Friday, January 13, 2023
Phoenix C, 3rd Level (Sheraton Phoenix Downtown)
* noted as presenting author
Chelsea Allen, MSW, PhD. Student, Columbia University, New York, NY
Background: While the impacts of individual and interpersonal trauma on health have been well-documented in the literature, collective trauma holds particular significance as it is an appropriate framework to elaborate on the multidimensional consequences of systemic social oppression. Collective trauma, as a conceptual tool, not only allows researchers to better elaborate on the lived experiences of socially, culturally and racially marginalized populations, but provides full account of systemic oppression’s pervasive impact on health and well-being. While key frameworks have been modeled across disciplinary literatures, there remains a need to integrate these models in order to provide a truly holistic perspective of the multidimensional impacts of historic systems of oppression.

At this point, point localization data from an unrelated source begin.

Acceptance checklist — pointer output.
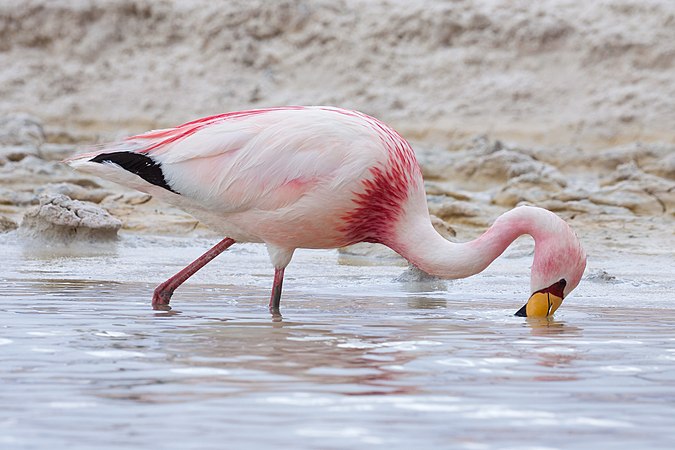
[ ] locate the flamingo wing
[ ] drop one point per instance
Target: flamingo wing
(261, 159)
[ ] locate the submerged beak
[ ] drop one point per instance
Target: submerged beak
(545, 302)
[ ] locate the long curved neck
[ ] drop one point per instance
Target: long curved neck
(420, 243)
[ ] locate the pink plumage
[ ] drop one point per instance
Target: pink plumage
(315, 177)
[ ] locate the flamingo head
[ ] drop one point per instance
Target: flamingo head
(559, 263)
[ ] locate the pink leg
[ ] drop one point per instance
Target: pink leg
(275, 299)
(163, 292)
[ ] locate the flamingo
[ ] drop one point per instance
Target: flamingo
(321, 177)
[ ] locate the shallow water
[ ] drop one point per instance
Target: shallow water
(358, 361)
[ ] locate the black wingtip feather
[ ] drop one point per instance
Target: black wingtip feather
(139, 164)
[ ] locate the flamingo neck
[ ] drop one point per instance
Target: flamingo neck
(420, 243)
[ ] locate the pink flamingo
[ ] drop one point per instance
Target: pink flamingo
(321, 177)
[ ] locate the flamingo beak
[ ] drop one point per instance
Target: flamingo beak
(540, 304)
(545, 302)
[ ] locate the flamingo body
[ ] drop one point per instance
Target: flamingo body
(317, 177)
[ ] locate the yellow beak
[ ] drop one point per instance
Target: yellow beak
(540, 304)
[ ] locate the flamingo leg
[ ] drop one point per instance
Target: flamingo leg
(163, 292)
(275, 299)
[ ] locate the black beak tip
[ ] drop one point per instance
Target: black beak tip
(522, 312)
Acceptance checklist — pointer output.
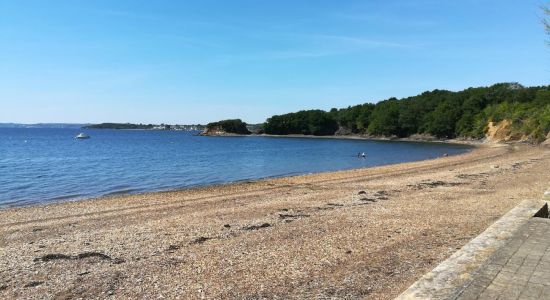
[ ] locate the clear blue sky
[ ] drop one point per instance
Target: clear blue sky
(200, 61)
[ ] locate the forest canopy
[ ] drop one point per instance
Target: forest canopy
(440, 113)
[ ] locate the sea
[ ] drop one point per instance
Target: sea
(45, 165)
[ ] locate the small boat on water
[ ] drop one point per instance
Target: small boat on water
(82, 136)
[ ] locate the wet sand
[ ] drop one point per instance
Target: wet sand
(366, 233)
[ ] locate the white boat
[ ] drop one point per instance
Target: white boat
(82, 136)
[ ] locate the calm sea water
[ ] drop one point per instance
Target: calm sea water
(47, 165)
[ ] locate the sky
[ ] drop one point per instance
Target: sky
(188, 62)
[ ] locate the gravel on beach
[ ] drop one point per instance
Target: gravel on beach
(366, 233)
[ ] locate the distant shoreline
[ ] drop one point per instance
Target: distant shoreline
(359, 137)
(418, 212)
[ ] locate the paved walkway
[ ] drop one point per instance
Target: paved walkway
(518, 270)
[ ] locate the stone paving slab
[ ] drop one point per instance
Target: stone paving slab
(518, 270)
(508, 260)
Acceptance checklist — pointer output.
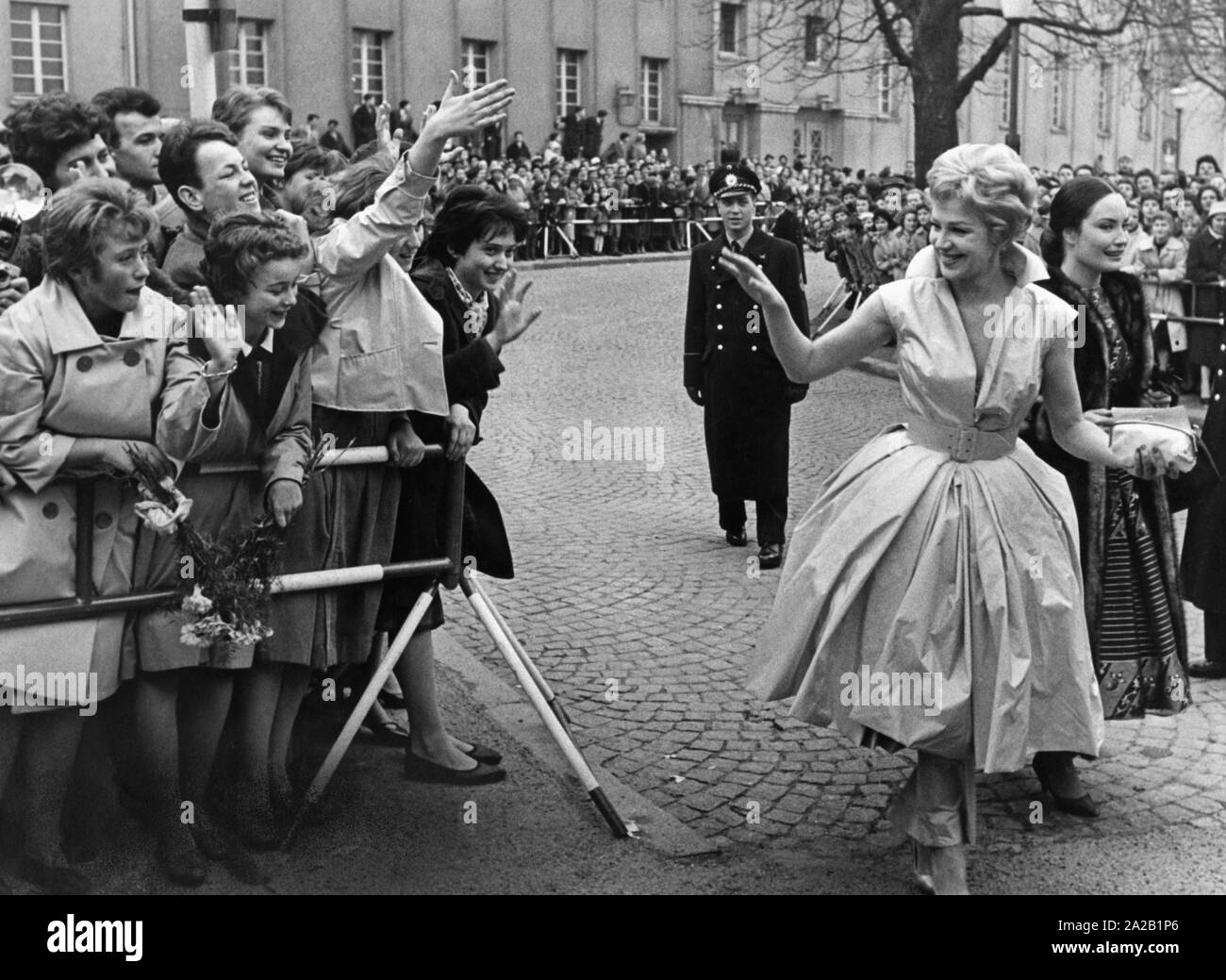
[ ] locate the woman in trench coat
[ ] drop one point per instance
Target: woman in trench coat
(81, 370)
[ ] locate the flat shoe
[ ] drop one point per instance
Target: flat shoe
(59, 880)
(389, 734)
(423, 771)
(770, 556)
(485, 754)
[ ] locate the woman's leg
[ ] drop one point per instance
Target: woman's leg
(294, 681)
(207, 699)
(256, 699)
(428, 734)
(936, 808)
(157, 750)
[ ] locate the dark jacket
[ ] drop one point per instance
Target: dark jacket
(1087, 483)
(471, 371)
(728, 355)
(1206, 262)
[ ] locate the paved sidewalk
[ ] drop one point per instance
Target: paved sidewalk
(644, 620)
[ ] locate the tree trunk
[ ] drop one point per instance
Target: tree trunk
(935, 80)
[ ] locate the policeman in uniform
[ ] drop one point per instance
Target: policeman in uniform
(732, 372)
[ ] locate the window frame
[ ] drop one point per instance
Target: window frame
(560, 77)
(359, 68)
(238, 68)
(645, 68)
(470, 50)
(38, 80)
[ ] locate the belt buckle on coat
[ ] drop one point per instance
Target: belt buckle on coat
(963, 444)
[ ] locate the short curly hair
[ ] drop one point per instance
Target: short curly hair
(234, 107)
(237, 247)
(992, 180)
(81, 217)
(45, 129)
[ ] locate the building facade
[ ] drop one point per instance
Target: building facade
(693, 75)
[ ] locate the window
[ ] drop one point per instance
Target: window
(1145, 115)
(730, 28)
(1059, 98)
(1104, 101)
(571, 65)
(1004, 97)
(476, 58)
(249, 62)
(653, 87)
(38, 58)
(883, 85)
(816, 40)
(369, 62)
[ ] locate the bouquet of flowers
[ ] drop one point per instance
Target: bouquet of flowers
(225, 583)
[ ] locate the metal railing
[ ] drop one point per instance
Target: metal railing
(86, 604)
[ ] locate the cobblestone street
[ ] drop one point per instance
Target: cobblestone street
(644, 620)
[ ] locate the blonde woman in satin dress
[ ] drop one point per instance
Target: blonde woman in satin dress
(944, 550)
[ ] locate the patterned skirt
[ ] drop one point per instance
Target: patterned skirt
(1136, 657)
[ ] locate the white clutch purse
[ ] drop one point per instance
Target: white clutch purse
(1166, 429)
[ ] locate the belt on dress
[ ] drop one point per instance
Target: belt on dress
(963, 443)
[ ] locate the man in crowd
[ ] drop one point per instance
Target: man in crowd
(593, 134)
(332, 139)
(364, 115)
(134, 136)
(205, 172)
(731, 371)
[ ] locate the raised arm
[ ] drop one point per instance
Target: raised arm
(805, 359)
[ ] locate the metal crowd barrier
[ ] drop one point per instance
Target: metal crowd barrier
(448, 571)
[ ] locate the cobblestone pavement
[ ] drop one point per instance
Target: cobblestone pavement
(644, 621)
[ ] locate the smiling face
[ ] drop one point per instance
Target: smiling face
(737, 212)
(486, 261)
(91, 156)
(119, 272)
(965, 248)
(136, 151)
(265, 143)
(225, 183)
(1100, 241)
(271, 297)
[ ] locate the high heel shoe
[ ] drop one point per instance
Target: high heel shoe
(1046, 768)
(920, 868)
(949, 870)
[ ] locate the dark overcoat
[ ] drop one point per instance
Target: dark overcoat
(1089, 483)
(1204, 541)
(728, 355)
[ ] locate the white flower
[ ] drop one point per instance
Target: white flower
(158, 517)
(197, 604)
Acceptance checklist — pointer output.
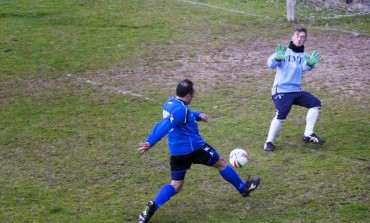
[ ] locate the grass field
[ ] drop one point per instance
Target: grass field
(83, 82)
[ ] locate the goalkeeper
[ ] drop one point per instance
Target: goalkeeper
(290, 64)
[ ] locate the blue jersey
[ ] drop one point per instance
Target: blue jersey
(180, 123)
(289, 72)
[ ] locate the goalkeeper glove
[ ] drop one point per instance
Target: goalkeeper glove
(313, 59)
(280, 53)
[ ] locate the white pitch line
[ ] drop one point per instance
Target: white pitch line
(221, 8)
(118, 90)
(267, 17)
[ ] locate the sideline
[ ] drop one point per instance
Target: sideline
(115, 89)
(268, 17)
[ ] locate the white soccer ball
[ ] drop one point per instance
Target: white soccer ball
(238, 158)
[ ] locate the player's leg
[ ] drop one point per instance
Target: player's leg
(178, 172)
(283, 104)
(314, 105)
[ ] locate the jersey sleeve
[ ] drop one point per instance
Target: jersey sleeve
(170, 120)
(196, 115)
(272, 62)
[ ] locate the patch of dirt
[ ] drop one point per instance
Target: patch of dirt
(344, 70)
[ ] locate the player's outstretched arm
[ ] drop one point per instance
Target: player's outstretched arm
(203, 117)
(143, 147)
(280, 52)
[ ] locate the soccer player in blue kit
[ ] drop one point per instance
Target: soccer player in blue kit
(290, 64)
(186, 147)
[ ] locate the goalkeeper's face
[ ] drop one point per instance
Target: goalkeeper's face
(299, 38)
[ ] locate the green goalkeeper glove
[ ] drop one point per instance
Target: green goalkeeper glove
(313, 59)
(280, 53)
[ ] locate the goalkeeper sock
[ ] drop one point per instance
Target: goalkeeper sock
(164, 195)
(230, 175)
(274, 129)
(311, 118)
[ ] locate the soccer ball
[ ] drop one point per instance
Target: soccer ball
(238, 158)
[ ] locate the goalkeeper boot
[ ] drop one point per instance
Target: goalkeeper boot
(313, 138)
(269, 147)
(251, 186)
(147, 213)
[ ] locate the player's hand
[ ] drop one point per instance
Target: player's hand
(313, 59)
(143, 147)
(280, 52)
(203, 117)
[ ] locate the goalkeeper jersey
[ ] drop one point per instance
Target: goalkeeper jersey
(289, 72)
(180, 123)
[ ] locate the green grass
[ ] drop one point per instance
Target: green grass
(69, 149)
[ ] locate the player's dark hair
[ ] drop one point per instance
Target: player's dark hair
(300, 29)
(184, 87)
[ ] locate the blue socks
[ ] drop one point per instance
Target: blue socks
(164, 195)
(230, 175)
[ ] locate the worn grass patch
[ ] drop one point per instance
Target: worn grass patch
(82, 83)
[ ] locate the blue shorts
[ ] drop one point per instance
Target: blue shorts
(180, 164)
(284, 102)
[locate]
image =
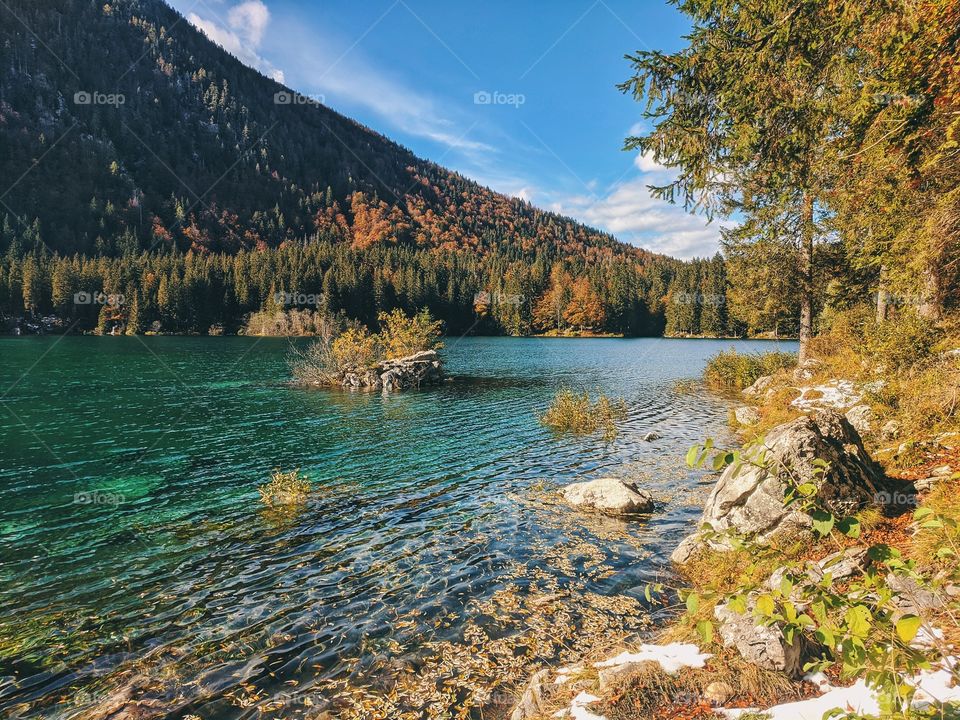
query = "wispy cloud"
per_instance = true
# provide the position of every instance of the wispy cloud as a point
(629, 212)
(242, 35)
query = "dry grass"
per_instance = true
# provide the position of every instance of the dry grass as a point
(652, 694)
(735, 371)
(285, 489)
(576, 413)
(715, 574)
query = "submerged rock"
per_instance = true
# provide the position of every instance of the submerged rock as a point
(610, 496)
(747, 415)
(748, 499)
(422, 368)
(861, 417)
(762, 645)
(759, 386)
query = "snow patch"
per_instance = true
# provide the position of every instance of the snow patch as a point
(935, 686)
(672, 657)
(837, 394)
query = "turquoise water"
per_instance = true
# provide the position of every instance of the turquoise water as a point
(139, 569)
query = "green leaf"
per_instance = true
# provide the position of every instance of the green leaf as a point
(907, 627)
(858, 619)
(765, 605)
(806, 489)
(822, 522)
(705, 631)
(738, 604)
(786, 587)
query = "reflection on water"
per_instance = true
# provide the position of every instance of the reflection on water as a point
(431, 569)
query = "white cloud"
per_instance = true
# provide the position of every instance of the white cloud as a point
(630, 213)
(243, 34)
(645, 163)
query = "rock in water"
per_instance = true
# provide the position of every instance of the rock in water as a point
(610, 496)
(422, 368)
(762, 645)
(748, 498)
(861, 417)
(747, 415)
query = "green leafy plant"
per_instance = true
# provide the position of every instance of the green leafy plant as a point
(729, 369)
(285, 489)
(859, 627)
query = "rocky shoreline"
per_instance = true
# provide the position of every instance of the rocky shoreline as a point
(821, 449)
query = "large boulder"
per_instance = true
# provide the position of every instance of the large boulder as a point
(610, 496)
(761, 645)
(748, 499)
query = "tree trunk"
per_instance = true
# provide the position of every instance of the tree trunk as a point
(806, 277)
(931, 304)
(883, 296)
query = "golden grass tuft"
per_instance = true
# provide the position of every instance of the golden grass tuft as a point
(576, 413)
(651, 693)
(731, 370)
(285, 489)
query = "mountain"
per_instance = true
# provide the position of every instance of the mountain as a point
(124, 131)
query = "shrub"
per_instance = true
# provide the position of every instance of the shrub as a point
(401, 336)
(285, 489)
(575, 413)
(730, 369)
(354, 349)
(900, 342)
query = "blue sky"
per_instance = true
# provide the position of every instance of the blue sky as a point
(519, 96)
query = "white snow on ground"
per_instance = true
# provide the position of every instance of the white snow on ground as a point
(671, 657)
(934, 686)
(837, 394)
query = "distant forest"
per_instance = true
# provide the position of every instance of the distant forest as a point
(158, 184)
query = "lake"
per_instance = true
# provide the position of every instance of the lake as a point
(431, 567)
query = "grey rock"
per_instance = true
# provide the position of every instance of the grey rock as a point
(608, 677)
(890, 430)
(748, 498)
(530, 704)
(762, 645)
(718, 693)
(861, 417)
(911, 597)
(610, 496)
(840, 565)
(422, 368)
(747, 415)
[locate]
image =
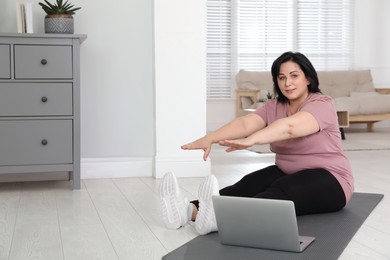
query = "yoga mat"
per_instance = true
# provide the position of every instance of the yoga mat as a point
(333, 231)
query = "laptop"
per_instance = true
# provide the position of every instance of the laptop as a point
(259, 223)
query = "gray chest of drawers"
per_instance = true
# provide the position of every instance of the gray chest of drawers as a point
(40, 104)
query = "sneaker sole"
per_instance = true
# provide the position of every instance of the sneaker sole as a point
(205, 220)
(170, 210)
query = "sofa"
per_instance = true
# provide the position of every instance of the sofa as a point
(353, 91)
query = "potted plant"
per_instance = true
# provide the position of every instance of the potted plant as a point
(59, 18)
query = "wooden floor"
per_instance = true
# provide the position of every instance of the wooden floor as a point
(120, 218)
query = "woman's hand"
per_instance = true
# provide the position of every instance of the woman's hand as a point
(203, 143)
(238, 144)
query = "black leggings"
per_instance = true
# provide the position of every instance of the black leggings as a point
(311, 190)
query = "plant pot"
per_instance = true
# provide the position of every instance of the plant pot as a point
(59, 23)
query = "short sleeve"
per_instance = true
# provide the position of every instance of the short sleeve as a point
(323, 110)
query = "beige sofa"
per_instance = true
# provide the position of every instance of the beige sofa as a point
(352, 91)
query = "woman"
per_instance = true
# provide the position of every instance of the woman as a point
(301, 127)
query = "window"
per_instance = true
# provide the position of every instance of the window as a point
(250, 34)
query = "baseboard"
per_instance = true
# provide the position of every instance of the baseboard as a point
(95, 168)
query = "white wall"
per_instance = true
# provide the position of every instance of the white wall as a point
(117, 83)
(372, 41)
(180, 85)
(117, 74)
(118, 95)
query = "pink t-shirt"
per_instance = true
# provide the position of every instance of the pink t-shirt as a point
(319, 150)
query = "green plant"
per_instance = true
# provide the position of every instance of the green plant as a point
(59, 8)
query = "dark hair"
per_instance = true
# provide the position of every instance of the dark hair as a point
(305, 65)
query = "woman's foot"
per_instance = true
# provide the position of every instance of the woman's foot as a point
(205, 219)
(176, 210)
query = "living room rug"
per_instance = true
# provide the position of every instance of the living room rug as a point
(333, 231)
(355, 140)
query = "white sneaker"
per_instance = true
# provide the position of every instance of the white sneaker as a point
(205, 219)
(175, 208)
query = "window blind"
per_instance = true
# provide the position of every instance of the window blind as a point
(250, 34)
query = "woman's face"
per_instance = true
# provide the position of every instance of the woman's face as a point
(293, 82)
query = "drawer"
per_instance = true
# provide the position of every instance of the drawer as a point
(5, 61)
(43, 62)
(33, 142)
(36, 99)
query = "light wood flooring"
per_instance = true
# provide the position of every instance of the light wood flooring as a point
(120, 218)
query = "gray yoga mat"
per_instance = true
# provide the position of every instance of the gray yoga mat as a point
(333, 231)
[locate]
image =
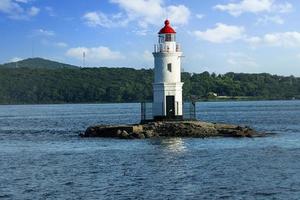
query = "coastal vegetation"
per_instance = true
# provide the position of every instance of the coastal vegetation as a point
(39, 81)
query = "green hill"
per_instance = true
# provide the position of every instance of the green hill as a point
(37, 63)
(44, 81)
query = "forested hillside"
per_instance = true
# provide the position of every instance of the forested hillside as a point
(39, 84)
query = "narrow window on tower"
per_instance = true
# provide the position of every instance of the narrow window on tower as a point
(168, 38)
(170, 67)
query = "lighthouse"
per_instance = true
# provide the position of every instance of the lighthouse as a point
(167, 86)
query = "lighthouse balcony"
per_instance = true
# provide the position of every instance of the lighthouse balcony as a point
(171, 47)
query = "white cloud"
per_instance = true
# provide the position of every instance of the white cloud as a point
(33, 11)
(273, 19)
(221, 33)
(254, 6)
(143, 12)
(9, 7)
(15, 59)
(14, 10)
(50, 11)
(97, 19)
(43, 32)
(147, 55)
(61, 44)
(94, 54)
(284, 39)
(199, 16)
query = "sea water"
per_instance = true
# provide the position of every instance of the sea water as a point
(42, 157)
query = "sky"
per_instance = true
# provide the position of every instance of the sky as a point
(249, 36)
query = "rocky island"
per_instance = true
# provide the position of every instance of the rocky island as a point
(197, 129)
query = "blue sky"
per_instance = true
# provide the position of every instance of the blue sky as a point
(220, 36)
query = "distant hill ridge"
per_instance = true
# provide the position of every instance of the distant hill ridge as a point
(35, 63)
(40, 81)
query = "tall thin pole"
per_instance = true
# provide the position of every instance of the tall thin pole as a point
(83, 59)
(32, 49)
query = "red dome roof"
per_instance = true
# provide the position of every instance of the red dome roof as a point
(167, 29)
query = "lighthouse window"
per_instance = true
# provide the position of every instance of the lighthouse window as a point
(168, 38)
(170, 67)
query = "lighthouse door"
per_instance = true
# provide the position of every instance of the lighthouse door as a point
(170, 106)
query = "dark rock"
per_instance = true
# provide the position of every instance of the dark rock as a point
(170, 129)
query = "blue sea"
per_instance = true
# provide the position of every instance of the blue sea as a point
(42, 157)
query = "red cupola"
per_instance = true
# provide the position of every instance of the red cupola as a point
(167, 29)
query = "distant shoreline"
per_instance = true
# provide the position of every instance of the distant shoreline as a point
(198, 101)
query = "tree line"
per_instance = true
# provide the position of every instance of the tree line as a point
(89, 85)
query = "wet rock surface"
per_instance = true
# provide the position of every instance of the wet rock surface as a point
(170, 129)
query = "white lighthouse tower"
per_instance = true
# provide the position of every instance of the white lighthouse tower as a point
(167, 86)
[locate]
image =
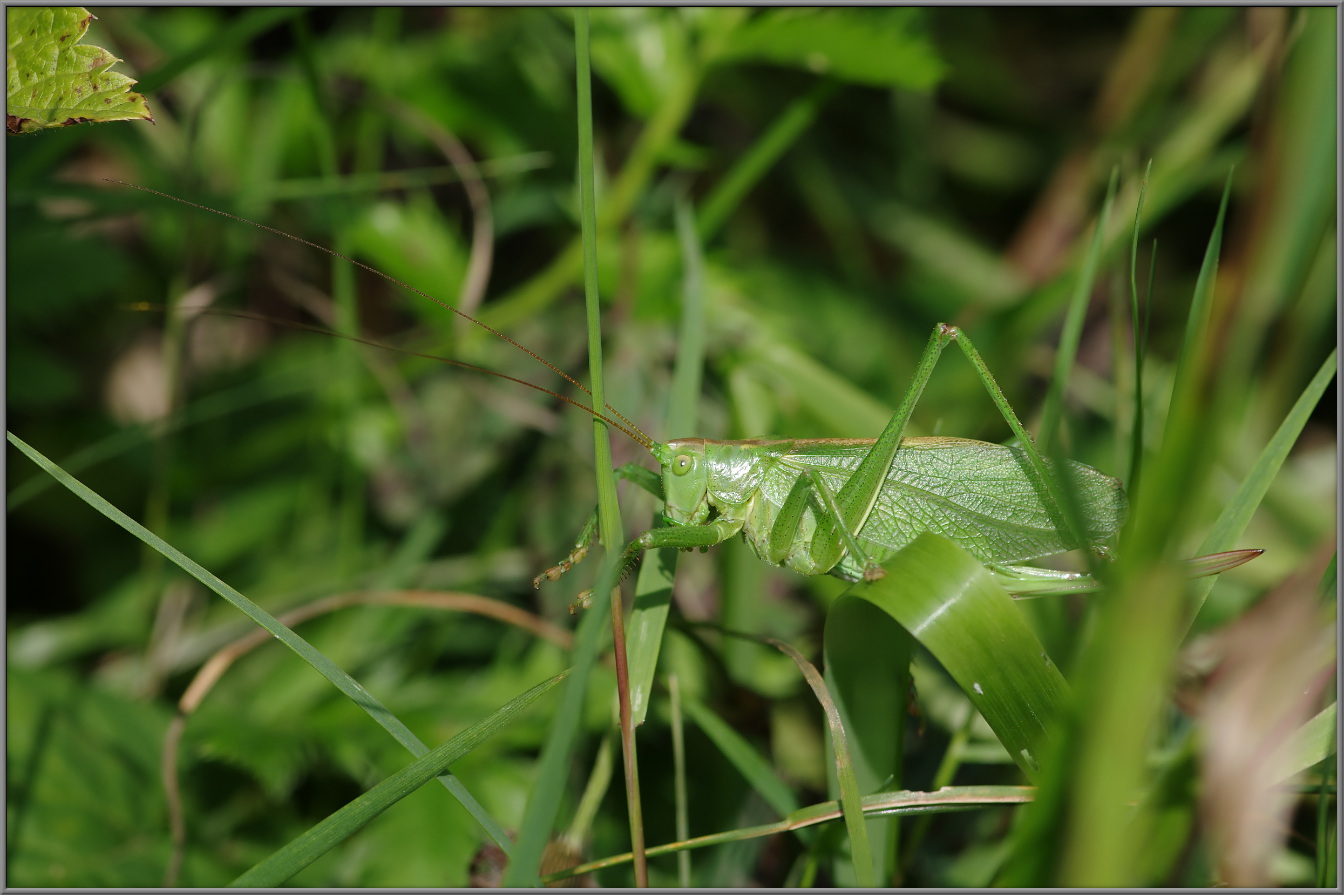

As scholars seek conceptual and empirical models to describe processes contributing to racial and social disparities, extending present frameworks of collective trauma is a fundamental step in bolstering this line of research. Employing an interdisciplinary approach, this paper offers an integrative conceptualization of collective trauma and seeks to demonstrate its efficacy as a theoretical model to elaborate on the scope and depth of manufactured social oppression.

Methods: Collective trauma is utilized as an umbrella term that integrates key definitions, concepts, and processes (ie. exposure, transmission, and response) from trauma frameworks, as it has been theorized across disciplinary literatures (ie. psychology, sociology, biology). Illuminating key aspects of these frameworks, that are either concretely elaborated upon or eluded to, this model seeks to highlight distinctions between these concepts and processes, while also demonstrating their significance and differential impact when studied in relation to one another. This analysis explicitly examines collective trauma in relation to historical and contemporary sociopolitical contexts to elaborate upon the impacts of systemic oppression.

Results: Collective trauma is a chronic, complex (multidimensional and intersectional), and temporal (intergenerational and cumulative) form of trauma that originates from a mass trauma experience that directly targets groups of people who share a common identity, affiliation, experience, and/or circumstance. This framework is undergirded by three main constructs: 1) collective trauma exposure, 2) collective trauma transmission and accumulation, and 3) collective trauma response. Each of these distinct processes espouses key assumptions and displays important characteristics that allow researchers to appropriately elaborate on the experience of systemic oppression and its relationship to health and wellbeing.

Conclusions and Implications: Framing collective trauma in this manner has the potential to directly inform future measurement and empirical approaches regarding the study of systemic oppression. Not only does this model allow researchers to examine collective trauma’s holistic impact on health and well-being, but illuminates the lived experiences of those who suffer the brunt of social oppression. This analysis suggests several potential directions for future research. Further extensions of this model should seek to differentiate its applicability depending on the source of trauma and population of interest. For example, future iterations might seek to describe its application in examining the experiences of African American communities in relation to the legacy of slavery and anti-black racism.